1/2 cup frozen orange juice

1/2 cup heavy cream

1 tsp. vanilla

1 tsp. sea salt

Instructions:

  1. Whisk the milk and sour cream in a microwave safe bowl. Microwave on high for 1-2 minutes until mixture is hot. Remove bowl and add the butter and vanilla. Stir until the butter is melted. Allow to sit while preparing the dry ingredients.
  2. In stand mixer combine the dry ingredients for the dough, including the instant yeast packet.
  3. Now that the wet mixture has cooled to a warm to the touch temperature whisk in the eggs.
  4. With the hook attachment on the stand mixer slowly add the wet ingredients to the dry ingredients.
  5. Add orange zest.
  6. Run the stand mixer on medium speed until all of the ingredients are thoroughly combined and mixture is pulling away from the sides of the bowl.
  7. Place dough onto a lightly floured surface and kneed adding very little flour until dough is tacky but not sticky.
  8. Lightly oil or spray with nonstick spray a large kitchen bowl and place dough inside the bowl.
  9. Cover the bowl tightly with plastic wrap and place the bowl in a warm area until the dough doubles in size,
  10. While the dough is rising. combine the ingredients for the filling in a small bowl and set aside.
  11. Place the butter in a small bowl and allow to soften to room temperature.
  12. When the dough has doubled in size, remove the dough from the bowl and place on a lightly floured surface.
  13. Roll the dough into a rectangle that is approximately 1/4″ thick.
  14. Spread evenly over the dough the room temperature butter.
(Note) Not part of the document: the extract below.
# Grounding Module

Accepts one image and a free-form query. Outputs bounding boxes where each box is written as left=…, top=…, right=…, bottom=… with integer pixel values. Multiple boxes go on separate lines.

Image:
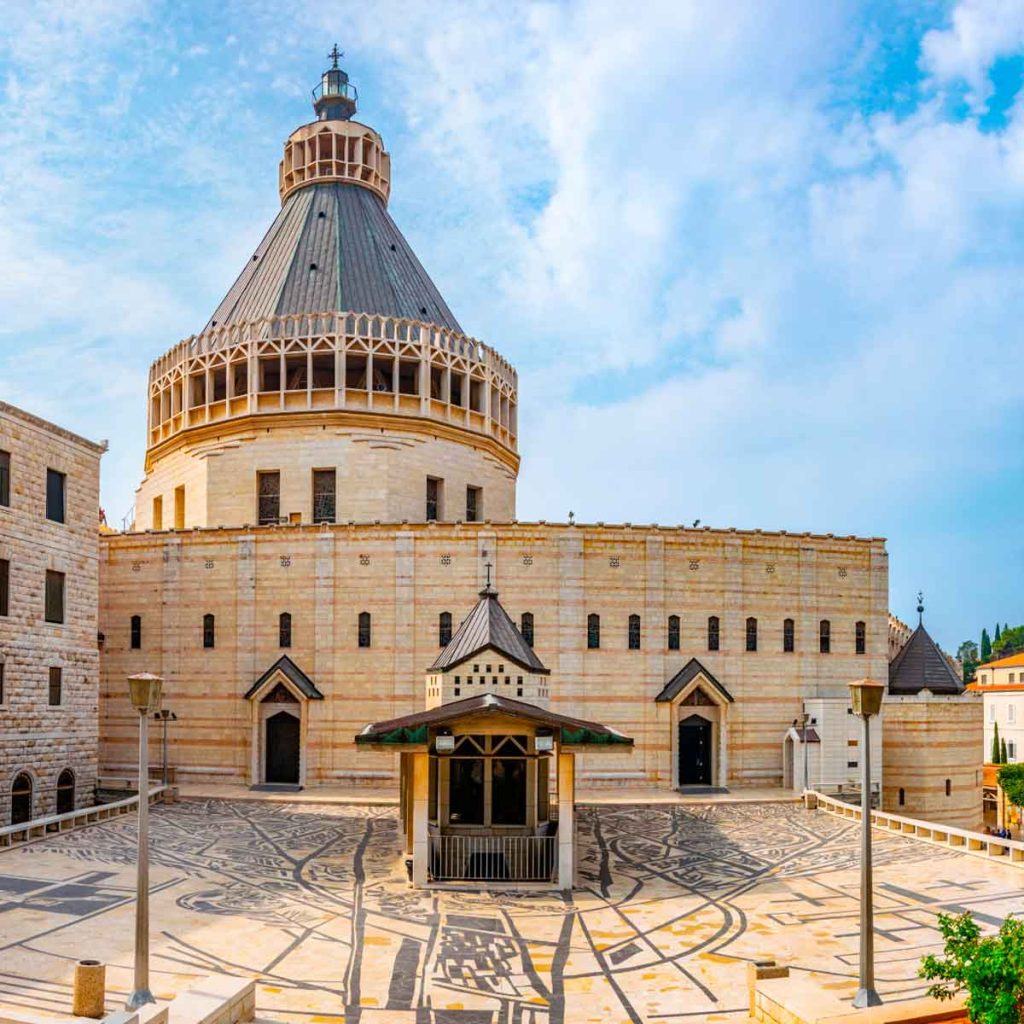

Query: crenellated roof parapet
left=147, top=310, right=518, bottom=453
You can use a pastry brush, rubber spatula, or simply use your hands to apply an even coat. Leave about a one inch boarder on one side of the dough butter free. This will allow the dough to seal together when creating the cinnamon rolls.
  15. Spread the orange marmalade evenly over the dough.
  16. Combine the sugar, salt, and nutmeg. Sprinkle over marmalade.
  17. Starting at the buttered end of the dough roll dough toward the un-buttered end creating the orange spiral.
  18. Use a sharp knife or thread to cut inch and a half to two inch sections of dough.
  19. Place cut orange rolls on a greased cookie sheet or cake pan.
  20. Cover the pan with plastic wrap and allow the dough to once again double in size in a warm location.
  21. While the dough is rising place room temperature butter in the bowl of your stand mixer and beat on medium until completely smooth.
  22. Add the confectioners sugar, salt, orange juice concentrate, and vanilla.
  23. Add heavy cream to desired consistency.
  24. When the orange rolls have doubled in size pour warm cream over the orange rolls and place in an oven preheated to 350°. Bake for 25 minutes or until golden brown. 
  25. Remove the orange rolls from the oven and brush the tops of the rolls with melted butter.
  26. When the rolls are warm but not hot frost the rolls with the orange glaze. The warmth of the roll will allow the glaze to seep deep into the orange spirals of the roll. 

Tips:

  • If using active yeast instead of instant yeast, place yeast in a small amount of warm water with a tablespoon of sugar. Allow yeast to activate before adding it to the wet mixture.
  • Space rolls far enough apart in the pan to allow them to double in size. I like them to be just touching after the second rise.
  • I like to double this batch. It does make a long rectangle to work with… but one batch is never enough for my hungry gang.
  • I like to make orange rolls ahead of time for special occasions like Christmas morning. Simply make the rolls and freeze them after the spirals are formed and placed on the pan but before they are allowed to rise for the second time. Then remove them from the freezer and allow them to thaw and rise overnight. bake them in the morning when they have doubled in size.